The station’s editorial line generated internal conflict within the PDC and repeated sanctions by the regime. Radio Balmaceda was closed several times, and in April 1976 Velasco was relegated by the authorities to Putre, in northern Chile. During his forced absence, the radio’s newsroom staff was dismissed, and Velasco was prevented from resuming his post upon his return.

== Return to democracy and public office ==

After the restoration of democracy, Velasco was appointed Undersecretary of the Interior in March 1990 by President Patricio Aylwin. Due to administrative requirements, he formally assumed the position before the transfer of power, making him both the first official of the democratic government and the last appointed under the dictatorship.

Velasco remained Undersecretary of the Interior for nine years, serving under Presidents Patricio Aylwin and Eduardo Frei Ruiz-Tagle, and playing a central role in public order and internal security during the transition period. His responsibilities included addressing political violence carried out by armed groups that had not laid down their weapons after the return to democracy.

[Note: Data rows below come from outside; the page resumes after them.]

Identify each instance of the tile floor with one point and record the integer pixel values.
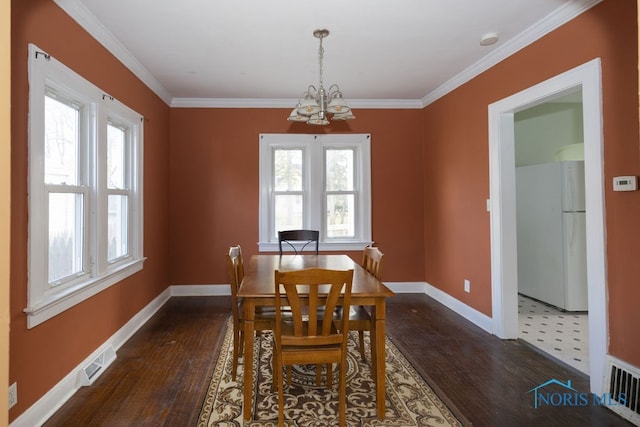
(564, 335)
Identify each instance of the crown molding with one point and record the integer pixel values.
(87, 20)
(541, 28)
(290, 103)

In 2006, President Michelle Bachelet appointed Velasco Minister of the Interior. His tenure coincided with major social unrest, including the 2006 student protests. Velasco resigned from the position in January 2008 following disagreements within the cabinet, particularly over the financing of the Transantiago public transport system, which he considered constitutionally problematic.

Velasco withdrew from public office after leaving the Bachelet administration but reappeared briefly in public debate during the 2022 constitutional plebiscite, supporting the Reject option.

== Other roles ==

Velasco also served as Ambassador of Chile to Portugal and as President of the National Television Council (CNTV). In addition, he collaborated politically with all four governments of the Concertación coalition and maintained extensive cross-party and institutional networks.

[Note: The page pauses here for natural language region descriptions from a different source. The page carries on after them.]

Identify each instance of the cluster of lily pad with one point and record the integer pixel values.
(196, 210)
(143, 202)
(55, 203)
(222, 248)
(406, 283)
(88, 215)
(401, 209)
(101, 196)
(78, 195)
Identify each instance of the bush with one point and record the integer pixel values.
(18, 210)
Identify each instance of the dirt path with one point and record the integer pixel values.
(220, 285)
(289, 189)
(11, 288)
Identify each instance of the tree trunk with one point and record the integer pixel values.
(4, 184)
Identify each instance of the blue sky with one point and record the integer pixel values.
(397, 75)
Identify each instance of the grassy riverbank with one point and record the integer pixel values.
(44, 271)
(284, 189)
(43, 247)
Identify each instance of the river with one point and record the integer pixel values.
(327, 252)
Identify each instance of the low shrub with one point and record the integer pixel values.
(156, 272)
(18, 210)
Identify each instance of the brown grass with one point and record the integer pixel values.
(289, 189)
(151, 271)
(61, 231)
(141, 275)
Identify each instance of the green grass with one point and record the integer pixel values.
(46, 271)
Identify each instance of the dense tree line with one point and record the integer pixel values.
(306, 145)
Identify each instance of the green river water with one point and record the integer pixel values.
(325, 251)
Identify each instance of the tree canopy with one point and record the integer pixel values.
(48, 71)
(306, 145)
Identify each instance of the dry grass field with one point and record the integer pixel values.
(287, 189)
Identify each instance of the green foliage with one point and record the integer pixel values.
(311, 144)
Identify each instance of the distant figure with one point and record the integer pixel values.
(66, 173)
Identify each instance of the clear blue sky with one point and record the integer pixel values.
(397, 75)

In 1992, while serving as Undersecretary of the Interior, Velasco was involved in a public controversy surrounding the attempted censorship of the British heavy metal band Iron Maiden. He stated that neither he nor the government opposed the band’s entry into Chile, and argued that cultural activity could not be restricted on religious grounds in a secular state.

==Death==

Velasco died on 24 August 2023 at the age of 87 after a prolonged battle with cancer, at his home in Cachagua, accompanied by his family.

Following his death, the Chilean government declared two days of national mourning in recognition of his role in defending democracy and public order during the transition period.